Our research develops and uses robotic devices that interact with animal groups to observe and modulate their behaviour, in order to better understand them, e.g. their collective decision making.
This work has goals in behavioural sciences, collective dynamics and systems modelling; and employs tools and techniques from mobile robotics, microengineering, machine learning, computer vision, and complex systems.
Honeybees and robots
We are developing robotic devices that live inside beehives and continually interact with entire honeybee colonies. The robots modulate the internal hive environment with vibrations and heat; these are used to explore how behaviours can be steered at individual and colony levels (Ilgun et al, 2021). We have recently demonstrated the capacity of our robotic system to interact with an intact winter cluster, comprising thousands of animals (Barmak et al, 2023; see also our press release).
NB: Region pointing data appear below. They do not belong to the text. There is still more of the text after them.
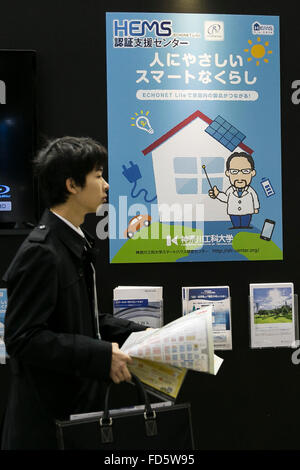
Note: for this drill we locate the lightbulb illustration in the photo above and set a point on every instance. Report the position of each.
(142, 122)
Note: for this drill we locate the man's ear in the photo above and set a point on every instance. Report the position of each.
(71, 186)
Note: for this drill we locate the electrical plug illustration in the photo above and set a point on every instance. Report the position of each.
(133, 174)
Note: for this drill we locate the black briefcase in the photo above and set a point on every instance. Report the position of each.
(167, 427)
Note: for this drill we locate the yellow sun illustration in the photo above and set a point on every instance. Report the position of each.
(258, 51)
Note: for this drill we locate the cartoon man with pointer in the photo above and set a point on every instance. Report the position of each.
(242, 201)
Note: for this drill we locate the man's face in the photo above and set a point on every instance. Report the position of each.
(93, 194)
(240, 173)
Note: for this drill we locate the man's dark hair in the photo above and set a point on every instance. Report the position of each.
(240, 154)
(63, 158)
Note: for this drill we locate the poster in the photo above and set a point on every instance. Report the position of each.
(194, 138)
(272, 315)
(3, 305)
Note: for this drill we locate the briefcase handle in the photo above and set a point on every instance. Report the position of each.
(149, 412)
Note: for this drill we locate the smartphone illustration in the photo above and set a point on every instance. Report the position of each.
(267, 230)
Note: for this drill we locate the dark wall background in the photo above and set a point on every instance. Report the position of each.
(253, 401)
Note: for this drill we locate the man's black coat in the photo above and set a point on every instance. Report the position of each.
(59, 367)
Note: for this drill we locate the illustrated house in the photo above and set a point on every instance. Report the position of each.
(178, 158)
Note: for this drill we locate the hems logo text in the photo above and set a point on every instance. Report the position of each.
(138, 28)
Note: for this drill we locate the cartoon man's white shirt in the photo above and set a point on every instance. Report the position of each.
(247, 203)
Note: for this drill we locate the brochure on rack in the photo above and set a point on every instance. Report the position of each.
(219, 297)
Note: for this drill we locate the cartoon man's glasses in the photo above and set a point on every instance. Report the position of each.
(245, 171)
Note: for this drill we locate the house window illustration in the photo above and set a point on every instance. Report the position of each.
(178, 157)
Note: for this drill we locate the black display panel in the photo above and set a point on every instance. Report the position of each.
(17, 138)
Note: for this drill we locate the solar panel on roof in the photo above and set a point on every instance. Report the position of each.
(225, 133)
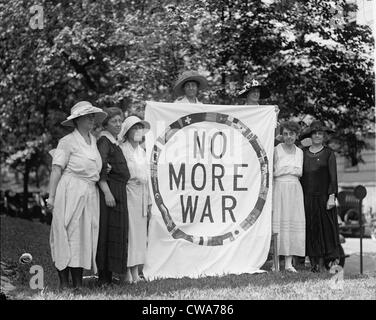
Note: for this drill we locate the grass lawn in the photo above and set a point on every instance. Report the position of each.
(19, 236)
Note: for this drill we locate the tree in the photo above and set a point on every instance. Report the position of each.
(121, 53)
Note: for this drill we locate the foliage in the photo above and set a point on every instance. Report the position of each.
(121, 53)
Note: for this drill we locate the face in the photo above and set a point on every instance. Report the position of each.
(114, 125)
(191, 89)
(289, 137)
(318, 137)
(254, 94)
(136, 133)
(86, 122)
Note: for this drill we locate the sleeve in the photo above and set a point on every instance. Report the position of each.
(104, 150)
(62, 153)
(299, 165)
(332, 166)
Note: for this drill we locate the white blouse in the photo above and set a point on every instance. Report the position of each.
(286, 163)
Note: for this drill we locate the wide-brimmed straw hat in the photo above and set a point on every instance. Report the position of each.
(189, 76)
(83, 108)
(264, 91)
(315, 126)
(129, 123)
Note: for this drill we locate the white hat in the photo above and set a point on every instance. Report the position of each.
(129, 123)
(83, 108)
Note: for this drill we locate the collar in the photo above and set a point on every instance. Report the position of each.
(109, 136)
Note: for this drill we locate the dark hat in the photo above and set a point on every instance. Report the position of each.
(264, 91)
(189, 76)
(315, 126)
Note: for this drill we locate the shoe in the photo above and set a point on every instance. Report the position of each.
(291, 269)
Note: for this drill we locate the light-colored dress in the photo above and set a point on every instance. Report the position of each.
(288, 202)
(138, 201)
(184, 99)
(75, 219)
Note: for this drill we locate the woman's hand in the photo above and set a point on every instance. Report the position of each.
(50, 203)
(110, 200)
(331, 203)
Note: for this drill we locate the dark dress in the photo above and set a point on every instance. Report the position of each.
(113, 224)
(319, 180)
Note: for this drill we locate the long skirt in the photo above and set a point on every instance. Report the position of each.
(112, 251)
(288, 216)
(322, 231)
(137, 206)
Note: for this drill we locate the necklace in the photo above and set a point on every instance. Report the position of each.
(316, 150)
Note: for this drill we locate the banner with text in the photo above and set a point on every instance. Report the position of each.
(210, 181)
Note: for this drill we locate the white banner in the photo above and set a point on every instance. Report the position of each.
(211, 185)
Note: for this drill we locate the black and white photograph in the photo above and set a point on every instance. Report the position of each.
(187, 156)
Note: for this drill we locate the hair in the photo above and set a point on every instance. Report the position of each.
(112, 112)
(325, 134)
(290, 125)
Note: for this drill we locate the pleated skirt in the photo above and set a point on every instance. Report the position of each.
(288, 217)
(112, 250)
(322, 231)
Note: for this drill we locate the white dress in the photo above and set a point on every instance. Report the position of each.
(288, 202)
(75, 217)
(138, 200)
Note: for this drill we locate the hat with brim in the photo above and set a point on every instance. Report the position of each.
(129, 123)
(264, 91)
(83, 108)
(189, 76)
(315, 126)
This research is part of the FET-EU project HIVEOPOLIS. Overall a main aim is to better understand how our long-term live-in robotics can support honeybees in an increasingly hostile environment for these crucial pollinators.
Our previous work studied collective behaviours in honeybee-robot interactions in laboratory conditions (Schmickl et al 2021, Halloy et al 2013, Zahadat et al 2014), investigating how reactive thermal environments influence decision-making.
Fish and robots
We are developing systems comprising of multiple mobile robots interacting with small groups of fish such as zebrafish (Danio rerio) and rummy-nose tetra (Hemigramus rhodostomus). The robotic agents (Bonnet et al 2017, Bonnet et al 2016, Papaspyros et al 2019) were controlled via a closed-loop system using computer vision analysis (Bonnet et al 2017), and have been shown to be capable of integrating into groups of fish (Bonnet et al 2018) and modulating collective decisions (Bonnet et al 2018, Chemtob et al 2020). More generally, we work on modelling the dynamics of fish (Escodebo et al 2020) so to design robotic interactions with increased bio-acceptance (Papaspyros et al 2019).
Interspecies interactions mediated by bio-hybrid robots
Our research within the FET-EU project ASSISIbf included the
breakthrough of developing inter-species interactions between
honeybees and zebrafish, mediated via robots (Bonnet et al, 2019).
Our press release includes a further summary of this research:
Animals and robots – other research
- The LEURRE project constructed the first robots that were shown to infiltrate an animal group – being accepted like conspecifics – and, through acting as “agent provocateur”, were able to modulate group decisions from within. (Halloy et al 2007). Here, our robots interacted with cockroaches.
- We developed mobile robots that interacted with domestic chickens, (Gribovskiy et al 2018, 2008, 2012). This system made use of visual and auditory channels for both observation (animals ⇒ robots) and modulation (robots ⇒ animals).
- Across all animal-robot interaction studies, the robotic devices must be capable of transmitting cues or signals that are relevant to the animal, of sensing the animal’s response to the presented information, and finally of reacting to it. The design of such animal-interacting robots is highly non-trivial, depending on understanding the animals, modelling, robot design, and embodiment. We developed a general methodology to address these interconnected challenges (Mondada et al 2013).